The young women in our sample reported constantly balancing their desire to establish and maintain an intimate relationship with efforts to minimize health risks associated with sexual activity. Although many interventions designed to encourage safe sexual practices address peer norms, they focus more on norms related to preventive strategies or health outcomes than on those related to relationships.
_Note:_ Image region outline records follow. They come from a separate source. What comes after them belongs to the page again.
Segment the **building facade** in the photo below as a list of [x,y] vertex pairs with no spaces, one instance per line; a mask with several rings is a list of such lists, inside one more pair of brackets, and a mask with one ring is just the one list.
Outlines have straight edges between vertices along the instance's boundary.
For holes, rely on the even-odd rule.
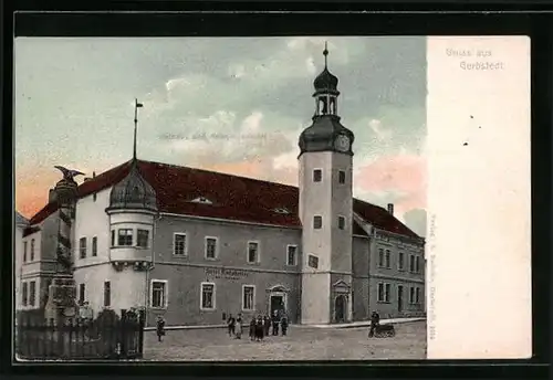
[[[72,226],[79,300],[95,313],[145,308],[150,325],[275,310],[299,324],[422,316],[424,239],[392,204],[353,198],[337,82],[326,65],[314,82],[298,188],[136,157],[85,179]],[[18,309],[45,305],[59,222],[51,198],[17,238]]]

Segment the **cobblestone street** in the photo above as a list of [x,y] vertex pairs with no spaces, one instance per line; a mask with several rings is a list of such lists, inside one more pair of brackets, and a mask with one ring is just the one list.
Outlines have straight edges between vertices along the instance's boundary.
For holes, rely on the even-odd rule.
[[369,360],[425,359],[426,323],[395,325],[394,338],[367,338],[363,328],[294,327],[289,336],[269,336],[262,342],[232,339],[222,328],[167,331],[163,342],[145,332],[146,360]]

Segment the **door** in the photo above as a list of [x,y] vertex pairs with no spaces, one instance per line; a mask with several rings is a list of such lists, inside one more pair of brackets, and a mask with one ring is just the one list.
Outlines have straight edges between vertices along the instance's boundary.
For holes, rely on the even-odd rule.
[[346,307],[345,296],[337,296],[334,305],[336,323],[345,321],[345,307]]
[[284,299],[282,296],[271,296],[271,316],[274,315],[274,312],[282,313],[284,310]]
[[401,313],[404,310],[404,287],[399,285],[397,287],[397,312]]

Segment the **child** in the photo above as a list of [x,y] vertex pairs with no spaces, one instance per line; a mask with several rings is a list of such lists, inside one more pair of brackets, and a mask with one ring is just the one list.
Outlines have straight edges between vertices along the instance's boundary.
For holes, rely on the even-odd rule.
[[238,314],[234,336],[237,339],[242,339],[242,314]]
[[157,331],[157,341],[163,340],[163,336],[165,336],[165,319],[163,316],[158,315],[156,320],[156,331]]

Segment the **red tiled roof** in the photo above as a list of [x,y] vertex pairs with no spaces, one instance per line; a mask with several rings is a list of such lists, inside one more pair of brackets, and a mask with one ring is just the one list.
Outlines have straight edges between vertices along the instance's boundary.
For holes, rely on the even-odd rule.
[[[83,182],[79,186],[79,197],[119,182],[128,173],[129,163],[127,161]],[[156,190],[160,212],[301,226],[296,187],[152,161],[139,160],[138,167],[144,179]],[[207,198],[212,204],[190,202],[199,197]],[[46,204],[31,218],[30,224],[42,222],[56,208],[55,203]],[[279,213],[275,209],[286,209],[290,213]],[[382,230],[417,238],[380,207],[355,199],[354,211]],[[353,233],[366,235],[357,223],[354,223]]]

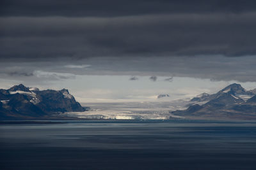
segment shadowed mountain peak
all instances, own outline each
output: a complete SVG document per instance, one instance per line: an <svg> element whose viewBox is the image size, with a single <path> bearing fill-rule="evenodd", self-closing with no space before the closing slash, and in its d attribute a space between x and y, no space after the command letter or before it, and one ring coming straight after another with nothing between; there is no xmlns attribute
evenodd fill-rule
<svg viewBox="0 0 256 170"><path fill-rule="evenodd" d="M30 92L29 89L25 87L22 84L19 84L19 85L14 85L8 90L9 92L15 92L15 91L23 91L23 92Z"/></svg>

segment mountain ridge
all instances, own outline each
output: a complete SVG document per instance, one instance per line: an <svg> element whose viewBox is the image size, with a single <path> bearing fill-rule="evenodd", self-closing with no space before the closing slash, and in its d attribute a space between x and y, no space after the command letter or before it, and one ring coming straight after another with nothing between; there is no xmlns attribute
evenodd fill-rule
<svg viewBox="0 0 256 170"><path fill-rule="evenodd" d="M0 90L0 119L51 117L58 113L85 111L67 89L29 89L20 84Z"/></svg>

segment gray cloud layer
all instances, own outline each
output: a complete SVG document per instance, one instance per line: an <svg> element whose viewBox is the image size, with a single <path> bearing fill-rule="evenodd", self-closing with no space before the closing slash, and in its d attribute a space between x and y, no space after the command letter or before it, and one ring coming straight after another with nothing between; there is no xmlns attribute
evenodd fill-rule
<svg viewBox="0 0 256 170"><path fill-rule="evenodd" d="M256 81L255 1L9 0L0 6L0 78Z"/></svg>
<svg viewBox="0 0 256 170"><path fill-rule="evenodd" d="M255 55L256 12L0 18L0 57ZM19 28L19 29L17 29Z"/></svg>

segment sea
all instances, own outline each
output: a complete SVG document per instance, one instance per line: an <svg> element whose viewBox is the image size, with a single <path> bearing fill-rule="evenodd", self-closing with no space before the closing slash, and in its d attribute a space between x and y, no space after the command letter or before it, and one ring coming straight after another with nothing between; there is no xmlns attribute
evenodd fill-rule
<svg viewBox="0 0 256 170"><path fill-rule="evenodd" d="M1 122L0 169L256 169L256 122Z"/></svg>

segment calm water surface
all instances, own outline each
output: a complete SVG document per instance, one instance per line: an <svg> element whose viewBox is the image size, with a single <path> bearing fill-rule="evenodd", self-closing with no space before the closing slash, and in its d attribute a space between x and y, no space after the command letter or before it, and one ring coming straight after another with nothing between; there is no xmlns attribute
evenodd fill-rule
<svg viewBox="0 0 256 170"><path fill-rule="evenodd" d="M256 169L255 122L0 125L1 169Z"/></svg>

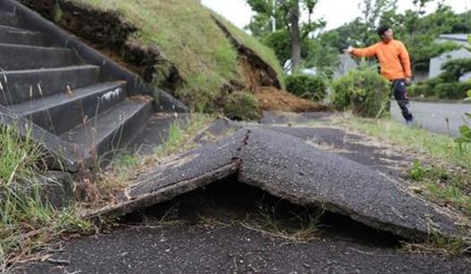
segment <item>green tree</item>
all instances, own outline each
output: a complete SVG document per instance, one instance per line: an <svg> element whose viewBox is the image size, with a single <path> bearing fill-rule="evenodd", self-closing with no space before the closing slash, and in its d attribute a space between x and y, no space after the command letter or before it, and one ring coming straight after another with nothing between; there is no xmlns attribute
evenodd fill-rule
<svg viewBox="0 0 471 274"><path fill-rule="evenodd" d="M324 25L323 21L312 21L311 16L314 8L319 0L247 0L256 14L252 17L250 23L247 26L256 36L266 37L270 32L270 20L274 18L278 22L280 29L278 36L272 37L269 41L276 45L284 45L279 39L290 35L290 59L292 71L300 68L303 41L308 38L308 35L320 26ZM274 3L274 6L273 6ZM301 10L308 14L307 22L301 22ZM283 32L284 30L284 32ZM283 42L284 43L284 42ZM284 54L284 53L283 53ZM279 55L280 53L278 54Z"/></svg>
<svg viewBox="0 0 471 274"><path fill-rule="evenodd" d="M391 25L394 29L396 37L401 40L409 51L414 71L428 71L430 58L458 47L452 42L435 41L440 34L453 33L453 29L459 20L450 6L443 4L439 4L434 12L424 15L424 8L431 2L433 0L415 1L415 10L408 10L402 14L393 14L388 19L382 19L382 21L392 22Z"/></svg>

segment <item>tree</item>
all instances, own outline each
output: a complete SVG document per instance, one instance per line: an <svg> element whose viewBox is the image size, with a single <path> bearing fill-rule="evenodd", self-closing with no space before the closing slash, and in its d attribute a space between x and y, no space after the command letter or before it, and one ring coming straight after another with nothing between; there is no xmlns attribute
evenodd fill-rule
<svg viewBox="0 0 471 274"><path fill-rule="evenodd" d="M392 19L395 36L408 47L415 71L428 71L430 58L458 47L452 42L435 41L440 34L453 33L455 26L460 23L458 15L442 4L434 12L424 15L425 4L431 2L433 0L416 1L415 10L395 14Z"/></svg>
<svg viewBox="0 0 471 274"><path fill-rule="evenodd" d="M278 37L286 33L290 34L292 71L296 71L301 64L303 41L308 38L310 33L325 24L322 20L315 21L311 20L314 8L318 1L247 0L247 3L256 12L247 29L256 36L267 37L270 33L270 18L274 18L280 23L278 34L281 35ZM300 21L301 11L307 13L307 22ZM286 32L283 33L283 30Z"/></svg>

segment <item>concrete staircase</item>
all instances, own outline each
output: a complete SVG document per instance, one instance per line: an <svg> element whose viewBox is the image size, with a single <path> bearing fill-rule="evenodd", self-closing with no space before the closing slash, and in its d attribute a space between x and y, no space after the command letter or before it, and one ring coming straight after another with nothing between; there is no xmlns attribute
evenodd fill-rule
<svg viewBox="0 0 471 274"><path fill-rule="evenodd" d="M130 97L125 80L51 40L0 12L0 104L66 144L62 154L75 163L124 146L152 115L152 99Z"/></svg>

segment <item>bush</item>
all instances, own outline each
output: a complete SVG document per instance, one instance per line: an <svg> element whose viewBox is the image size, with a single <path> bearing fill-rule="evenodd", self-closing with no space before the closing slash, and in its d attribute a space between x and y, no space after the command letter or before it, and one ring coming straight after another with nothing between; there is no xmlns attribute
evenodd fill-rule
<svg viewBox="0 0 471 274"><path fill-rule="evenodd" d="M224 114L232 120L259 120L261 112L257 97L244 91L236 91L224 98Z"/></svg>
<svg viewBox="0 0 471 274"><path fill-rule="evenodd" d="M433 91L440 99L464 99L470 88L471 84L468 83L442 83Z"/></svg>
<svg viewBox="0 0 471 274"><path fill-rule="evenodd" d="M360 68L334 80L332 104L336 109L351 108L363 117L377 117L386 112L391 86L375 68Z"/></svg>
<svg viewBox="0 0 471 274"><path fill-rule="evenodd" d="M320 76L295 74L286 77L286 90L298 97L321 101L325 97L326 85Z"/></svg>
<svg viewBox="0 0 471 274"><path fill-rule="evenodd" d="M471 58L453 59L443 65L445 71L440 76L445 82L457 82L466 72L471 71Z"/></svg>

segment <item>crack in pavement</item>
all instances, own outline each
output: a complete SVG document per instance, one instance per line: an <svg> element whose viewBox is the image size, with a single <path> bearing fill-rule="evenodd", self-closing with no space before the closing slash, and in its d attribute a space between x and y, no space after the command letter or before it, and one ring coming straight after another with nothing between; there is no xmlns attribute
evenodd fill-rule
<svg viewBox="0 0 471 274"><path fill-rule="evenodd" d="M404 192L394 179L282 132L244 127L179 159L187 161L156 166L116 203L88 216L123 215L235 174L240 183L292 203L322 206L406 238L460 234L450 217ZM436 231L431 231L431 222L438 225Z"/></svg>

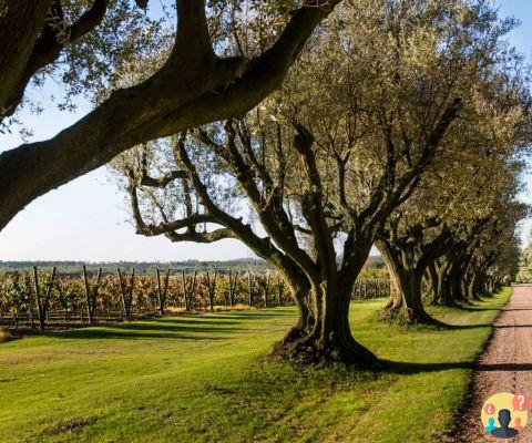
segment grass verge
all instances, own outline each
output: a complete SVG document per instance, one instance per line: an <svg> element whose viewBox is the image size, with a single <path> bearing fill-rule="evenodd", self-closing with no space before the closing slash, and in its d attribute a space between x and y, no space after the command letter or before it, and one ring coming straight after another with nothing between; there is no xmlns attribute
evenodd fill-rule
<svg viewBox="0 0 532 443"><path fill-rule="evenodd" d="M277 308L135 321L0 346L0 442L431 442L452 426L472 363L511 289L448 327L379 322L355 337L386 371L301 369L266 352L295 320Z"/></svg>

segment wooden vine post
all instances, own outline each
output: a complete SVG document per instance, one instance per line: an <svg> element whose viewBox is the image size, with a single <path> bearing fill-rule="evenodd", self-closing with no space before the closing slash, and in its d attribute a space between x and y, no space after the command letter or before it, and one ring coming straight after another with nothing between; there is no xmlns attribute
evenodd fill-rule
<svg viewBox="0 0 532 443"><path fill-rule="evenodd" d="M131 272L131 285L127 288L125 281L125 272L122 275L122 271L117 269L119 272L119 281L120 281L120 295L122 299L122 307L124 308L125 320L131 319L131 307L133 303L133 291L135 288L135 268L133 268Z"/></svg>
<svg viewBox="0 0 532 443"><path fill-rule="evenodd" d="M207 291L208 291L208 307L211 312L214 312L214 296L216 293L216 272L214 272L213 281L207 272Z"/></svg>
<svg viewBox="0 0 532 443"><path fill-rule="evenodd" d="M166 295L168 292L170 282L170 269L164 275L164 282L161 285L161 271L157 269L157 295L158 295L158 309L161 317L164 316L164 308L166 307Z"/></svg>
<svg viewBox="0 0 532 443"><path fill-rule="evenodd" d="M44 299L41 296L41 288L39 287L39 271L37 266L33 266L33 285L35 289L37 313L39 316L39 329L44 330L47 323L48 309L50 308L50 297L52 295L53 279L55 278L55 267L52 268L50 278L47 284L47 292Z"/></svg>
<svg viewBox="0 0 532 443"><path fill-rule="evenodd" d="M83 265L83 281L85 284L85 302L86 302L86 316L89 318L89 323L93 323L96 317L96 301L98 301L98 291L100 290L100 282L102 280L102 268L98 269L96 281L92 286L89 284L89 276L86 274L86 266Z"/></svg>

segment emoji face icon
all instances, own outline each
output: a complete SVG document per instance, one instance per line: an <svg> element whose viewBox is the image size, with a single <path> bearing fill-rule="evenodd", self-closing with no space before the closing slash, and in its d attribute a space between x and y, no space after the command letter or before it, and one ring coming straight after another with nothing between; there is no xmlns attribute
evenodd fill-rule
<svg viewBox="0 0 532 443"><path fill-rule="evenodd" d="M490 396L482 405L484 431L497 439L513 439L529 420L530 396L508 392Z"/></svg>

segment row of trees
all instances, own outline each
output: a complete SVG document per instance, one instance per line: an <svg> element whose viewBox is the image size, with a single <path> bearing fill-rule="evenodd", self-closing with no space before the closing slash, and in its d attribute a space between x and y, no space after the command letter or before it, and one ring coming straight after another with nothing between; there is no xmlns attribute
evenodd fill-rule
<svg viewBox="0 0 532 443"><path fill-rule="evenodd" d="M359 280L354 298L386 297L388 278ZM153 275L89 272L80 277L14 271L0 276L0 322L44 329L76 322L131 320L146 316L214 311L234 307L289 306L293 299L275 272L193 272L166 269Z"/></svg>
<svg viewBox="0 0 532 443"><path fill-rule="evenodd" d="M453 305L519 256L530 95L513 25L485 0L340 2L258 107L113 162L136 231L239 239L298 308L276 354L378 364L348 317L374 244L396 287L383 317L408 322L432 321L423 277Z"/></svg>
<svg viewBox="0 0 532 443"><path fill-rule="evenodd" d="M139 234L239 239L298 307L276 352L359 365L378 364L348 321L374 244L397 288L385 317L431 321L423 276L451 305L509 272L530 94L504 41L515 22L488 0L149 4L4 7L3 128L43 74L61 75L63 107L81 92L95 109L0 155L0 227L136 146L113 167Z"/></svg>

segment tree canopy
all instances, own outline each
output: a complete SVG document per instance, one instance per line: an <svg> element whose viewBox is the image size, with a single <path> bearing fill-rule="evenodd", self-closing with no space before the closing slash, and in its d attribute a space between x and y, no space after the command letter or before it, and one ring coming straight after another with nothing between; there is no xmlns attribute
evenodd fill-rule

To date, couple or relationship interventions have had limited success in promoting safe sexual practices and have not addressed the need of adolescents to form intimate and trusting relationships.26,27 Additionally, sexual/reproductive health interventions rarely address expectations for healthy adolescent and young adult relationships.
Sexual and reproductive health interventions might draw on lessons learned from interventions to prevent dating violence or promote healthy relationships, including the importance of cultivating a healthy and self-assured character and of learning how to express emotions and desires for a more committed relationship in ways other than having a child or forgoing strategies to prevent STDs. To help young women navigate romantic relationships in a developmentally appropriate and healthier way, interventions should address these topics, as well as the social factors that shape how young women perceive pregnancy and STDs.
Because focus group members were recruited from reproductive health clinics, they may have known more about issues related to pregnancy and STDs and may have been more sexually active than other women of the same age. As a result, our findings may not be generalizable to all African American women aged 15–24 years. However, given the sample consisted solely of African American females, we were able to focus on and explore within-group differences to a greater extent. Due to time constraints, the focus group discussion questions did not address the full range of potential relationship issues affecting respondents' sexual behavior and attitudes about contraceptives.
The extent to which young women are concerned about pregnancy and STDs and the strategies they used to prevent them were influenced by their social environment and desire for trusting, intimate relationships. Young women learning about and establishing relationships in an environment where trust is often violated and early childbearing is accepted may have difficulty establishing the intimate relationships they seek without putting themselves at high risk for pregnancy and STDs. Researchers and practitioners should continue to explore these issues and develop more holistic interventions to promote sexual and reproductive health among young women.
This study was conducted under SIP #09-020 in cooperation with the Centers for Disease Control and Prevention (CDC), Division of Reproductive Health. The findings and conclusions in this article are those of the authors and do not necessarily represent the official position of CDC. The Institutional Review Boards of Emory University and CDC approved the study protocol.